I realize that this is not the main point of the thread and not what the OP was asking but since it came up, I thought I’d ask.suzukimomParticipant
Well, I’d like to preface this by saying – I am a job snob…. And I admit it.
But in answer to your question about why is boring manual labour a bad thing?
Well, it isn’t inherently bad. There is an amount of need for people to do these jobs. But there are problems with these jobs….
– they don’t tend to pay well (although there are some that do because no one else wants to do them…..)
– they are… boring. I’d find that a major disadvantage, but maybe it doesn’t bother some people….
– they can be hard on your body…. in that you may be prone to more injuries, and also the job will become more difficult as you age. I think this can be a huge disadvantage. My brother was in an occupation with a lot of lifting… when he hurt his back (not badly – but enough) he had to do some serious re-thinking about his future, and he went back to school.
– they are more prone to being replace by machines….
Those are certainly valid points. I’m not sure I agree completely. And, I’ve never heard of a job snob. 🙂
My father and grandfather both worked jobs that were physically demanding and paid little. My father is retired now. His knees are shot and his fingers crooked with rheumatoid arthritis. Yet, my mom can’t keep him in the house. He still prefers to be outdoors working, doing something. All the time. His job was hard but never boring to him. And although there were some hard times financially, my dad provided for his family and we were happy and blessed.
My brother and I both went college. My brother has a decent paying job now but he is miserable being chained to a desk all day and suffers from seasonal depression because he can’t be outside. My husband has a master’s degree and a job that pays well but with it comes a great deal of reponsibilty and stress and he is always, always working.
I just think there are other things to consider. It can be a personal choice. I don’t want my son to think that a simple job, doing manual labor, and bringing home a smaller paycheck is somehow a less than ideal choice if it makes him happy and puts food on the table.
Ok, great points, but I think we’ve veered off topic. 😉
It ultimately doesn’t matter what our opinions are about the best jobs. That argument is for another thread on another day. From what the OP said, I infer that her son isn’t doing much of ANYTHING. It sounds like his only interest is music, but he doesn’t have a creative outlet for that right now. And sure, you don’t have to graduate high school to be a dj, but it can be a tough scene to get in, especially if you want to stay out of bars or other places where rough partying are present.
Back to the original topic, I think we all agree that manual labor–whether at home doing odd jobs or out in a supervised job–is what this young man needs. Right now, the immediate issue is not “What are you going to be when you grow up?” The immediate issue is one of character. Manual labor, Tae Kwon Do, constant supervision, prayer, family dinners–those are the things that can help work out negative character traits. If this young man doesn’t want to listen to his parents, they should enlist another adult whom their son respects and will listen to: a pastor, friend’s dad, family friend, grandpa, or a martial arts instructor.

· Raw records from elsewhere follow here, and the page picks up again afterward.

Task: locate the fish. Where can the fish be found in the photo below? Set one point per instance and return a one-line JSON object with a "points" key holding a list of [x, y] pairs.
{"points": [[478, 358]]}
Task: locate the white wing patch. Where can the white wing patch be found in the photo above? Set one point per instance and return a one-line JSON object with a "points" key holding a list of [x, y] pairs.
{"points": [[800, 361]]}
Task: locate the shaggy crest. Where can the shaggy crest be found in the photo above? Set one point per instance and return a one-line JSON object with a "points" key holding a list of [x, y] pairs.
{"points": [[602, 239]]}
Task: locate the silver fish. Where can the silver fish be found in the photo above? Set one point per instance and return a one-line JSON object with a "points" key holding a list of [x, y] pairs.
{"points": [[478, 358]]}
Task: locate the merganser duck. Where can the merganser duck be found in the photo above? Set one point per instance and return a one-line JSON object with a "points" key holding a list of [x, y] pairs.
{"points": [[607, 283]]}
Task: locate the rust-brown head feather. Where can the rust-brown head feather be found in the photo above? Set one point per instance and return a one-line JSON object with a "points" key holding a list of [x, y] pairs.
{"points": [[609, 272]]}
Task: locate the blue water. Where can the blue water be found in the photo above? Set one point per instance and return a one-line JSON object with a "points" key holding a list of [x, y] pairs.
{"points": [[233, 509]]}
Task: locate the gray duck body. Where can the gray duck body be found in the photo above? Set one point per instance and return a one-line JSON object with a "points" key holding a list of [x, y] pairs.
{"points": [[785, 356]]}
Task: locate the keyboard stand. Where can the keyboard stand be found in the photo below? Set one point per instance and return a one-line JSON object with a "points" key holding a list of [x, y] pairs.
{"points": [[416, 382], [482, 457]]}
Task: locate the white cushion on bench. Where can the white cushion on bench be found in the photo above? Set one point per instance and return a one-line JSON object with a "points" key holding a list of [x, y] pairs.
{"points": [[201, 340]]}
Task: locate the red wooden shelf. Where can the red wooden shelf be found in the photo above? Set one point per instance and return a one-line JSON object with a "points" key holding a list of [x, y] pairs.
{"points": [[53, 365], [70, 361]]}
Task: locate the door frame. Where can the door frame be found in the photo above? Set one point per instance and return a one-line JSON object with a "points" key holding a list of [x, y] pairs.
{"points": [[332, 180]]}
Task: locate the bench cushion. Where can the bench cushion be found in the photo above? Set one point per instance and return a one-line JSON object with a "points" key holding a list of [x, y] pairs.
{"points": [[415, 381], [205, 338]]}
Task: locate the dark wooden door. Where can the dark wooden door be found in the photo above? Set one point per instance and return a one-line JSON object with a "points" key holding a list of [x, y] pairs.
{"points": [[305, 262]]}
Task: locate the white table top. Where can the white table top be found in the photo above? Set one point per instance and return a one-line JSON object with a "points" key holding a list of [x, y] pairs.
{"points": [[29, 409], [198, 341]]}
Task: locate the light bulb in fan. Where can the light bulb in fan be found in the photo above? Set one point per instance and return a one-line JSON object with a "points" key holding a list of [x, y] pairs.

Once he turns his behavior around, he will probably naturally start thinking about his future. And if he’s had a taste of what life looks like when you are doing manual labor 7-8 hours a day, he just might turn his attention back toward his school work and start thinking about post-graduate education or an apprenticeship. Or, he might decide that he enjoys a hard day’s work and choose to pursue a manual labor type job.
I just don’t think it’s helpful to our OP to argue about manual labor vs. office jobs and such.
I understand. I agree. I’m sorry. I have a teen boy that doesn’t particularly like school either. And one that was that way but has since graduated and gone on to college. I just felt manual labor was being suggested as a way to convince him he’d rather be studying so he could do something better. If he’d be inclined to choose that path it makes it appear the wrong choice. So, I’m not sure I’d approach it that way. The other suggestions, I agree with.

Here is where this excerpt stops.